I really can't wait for this Hamas "Scientist" to start treating people for AIDS based on his own assertions.

Ahmad Al-Muzain: "The Prophet Muhammad said: 'If a fly falls into your drink, you should dip it in the drink, and then dispose of the fly, because one of its wings bears a disease, and the other wing bears the cure.' This hadith was included in the Al-Bukhari collection. This hadith makes it absolutely clear that the Prophet Muhammad confirmed a clear scientific fact: If a fly falls into a vessel - before a person drinks from this vessel, he should dip the fly in his drink, before disposing of it. Then he should drink the beverage, because it won't do him any harm. Why? Because one of the fly's wings bears the disease, and the other one bears the cure.

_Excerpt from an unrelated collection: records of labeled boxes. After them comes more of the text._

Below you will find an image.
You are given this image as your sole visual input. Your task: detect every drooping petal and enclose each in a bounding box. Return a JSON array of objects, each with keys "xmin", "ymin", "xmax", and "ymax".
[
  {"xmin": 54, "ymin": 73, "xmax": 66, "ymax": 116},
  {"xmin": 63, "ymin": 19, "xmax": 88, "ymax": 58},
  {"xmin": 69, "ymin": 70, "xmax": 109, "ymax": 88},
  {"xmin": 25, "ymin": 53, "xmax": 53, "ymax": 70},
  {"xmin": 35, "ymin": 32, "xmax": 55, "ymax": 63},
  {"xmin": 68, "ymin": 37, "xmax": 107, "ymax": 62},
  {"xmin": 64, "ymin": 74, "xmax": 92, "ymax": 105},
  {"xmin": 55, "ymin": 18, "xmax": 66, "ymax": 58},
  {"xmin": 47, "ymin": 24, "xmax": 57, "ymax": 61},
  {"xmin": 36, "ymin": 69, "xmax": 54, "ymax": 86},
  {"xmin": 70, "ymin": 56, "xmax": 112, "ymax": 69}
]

Man, he's right out there on the bleeding edge of frontier of knowledge, isn't he?
"Bayer... Derived Great Benefit from [This Study]... To Treat AIDS"

"When Bayer, one of the world's largest pharmaceutical companies, learned about this study, it derived great benefit from it. It established biological breeding farms, where they raised flies and extracted antibiotics from their wings - the strongest antibiotics in the whole world. This antibiotic was made into a course of five pills, which is given to the patients, and it is used - believe it or not, my brothers - to treat AIDS patients. It strengthens their immune system, and destroys all types of microbes with which they are afflicted. This is all thanks to the power of this antibiotic. Obviously, this antibiotic is very expensive, and one course costs more than $500, but it is very strong and effective. How did they discover it? From this hadith." [...]
Actual facts or connections obviously not needed.